1 | initial version |
I was hesitating somehow to post this answer, but the decision to post an answer comes from the fact that we had a quarter of beginning code, but which is not the way i would do the job.
First let us improve the given start to have a solution:
A = matrix( ZZ, [ [4, 1, 6], [1, 3, 9], [2, 7, 25] ] )
def sum_quadrate(A):
m = A.nrows()
n = A.ncols()
result = 0
for j in range (m):
for k in range(n):
entry = A[j, k]
if entry.is_square():
result += entry
return result
print sum_quadrate(A)
The above gives the 40
as a result. And now the many comments. Please always use four spaces to indent. This is a good style, and saves a lot of troubles.
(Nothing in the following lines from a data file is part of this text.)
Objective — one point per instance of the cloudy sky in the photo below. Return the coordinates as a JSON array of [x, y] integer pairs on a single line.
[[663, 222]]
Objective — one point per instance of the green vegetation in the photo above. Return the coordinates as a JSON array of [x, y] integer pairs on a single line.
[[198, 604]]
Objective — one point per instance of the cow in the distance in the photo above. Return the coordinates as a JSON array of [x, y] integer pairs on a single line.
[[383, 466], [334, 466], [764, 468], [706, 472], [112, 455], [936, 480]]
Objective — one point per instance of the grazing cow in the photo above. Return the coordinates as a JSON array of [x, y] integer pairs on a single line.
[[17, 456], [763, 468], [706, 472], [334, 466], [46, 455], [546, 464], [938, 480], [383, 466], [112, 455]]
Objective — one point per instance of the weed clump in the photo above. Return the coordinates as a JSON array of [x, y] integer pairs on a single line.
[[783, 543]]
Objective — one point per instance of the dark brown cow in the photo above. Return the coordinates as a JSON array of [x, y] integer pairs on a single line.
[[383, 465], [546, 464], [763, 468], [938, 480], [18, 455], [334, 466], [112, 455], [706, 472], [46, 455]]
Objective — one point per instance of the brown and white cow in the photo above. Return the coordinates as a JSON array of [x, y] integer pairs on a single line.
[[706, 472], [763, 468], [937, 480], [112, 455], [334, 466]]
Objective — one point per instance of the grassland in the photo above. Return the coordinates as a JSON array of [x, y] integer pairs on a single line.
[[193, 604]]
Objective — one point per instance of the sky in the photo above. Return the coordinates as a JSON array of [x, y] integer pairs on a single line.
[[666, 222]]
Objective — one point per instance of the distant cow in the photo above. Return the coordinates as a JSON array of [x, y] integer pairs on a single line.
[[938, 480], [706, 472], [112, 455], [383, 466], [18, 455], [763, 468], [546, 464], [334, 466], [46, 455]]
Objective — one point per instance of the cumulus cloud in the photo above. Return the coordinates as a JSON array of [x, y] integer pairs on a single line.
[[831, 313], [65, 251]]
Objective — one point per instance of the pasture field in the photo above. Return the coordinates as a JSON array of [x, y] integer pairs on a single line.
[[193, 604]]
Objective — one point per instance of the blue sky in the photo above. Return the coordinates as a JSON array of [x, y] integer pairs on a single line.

In fact, we need only an access to the entries of $A$, so we need a "better way to loop". The suggestions of tmonteil already give the answer, so a better way to do the job...
... is the following way:
A = matrix( ZZ, [ [4, 1, 6], [1, 3, 9], [2, 7, 25] ] )
def sum_quadrate(A):
result = 0
for entry in A.list():
if entry.is_square():
result += entry
return result
print sum_quadrate(A)
Again we get that 40
.
This is again not the best way to do the job. Instead...
... using list comprehension we can get some mathematically easily readable version of the function:
def sum_quadrate(A):
return sum([0]+[entry for entry in A.list() if entry.is_square()])
Note: The [0]+
part is needed for the case there is no perfect square in the list of entries of $A$.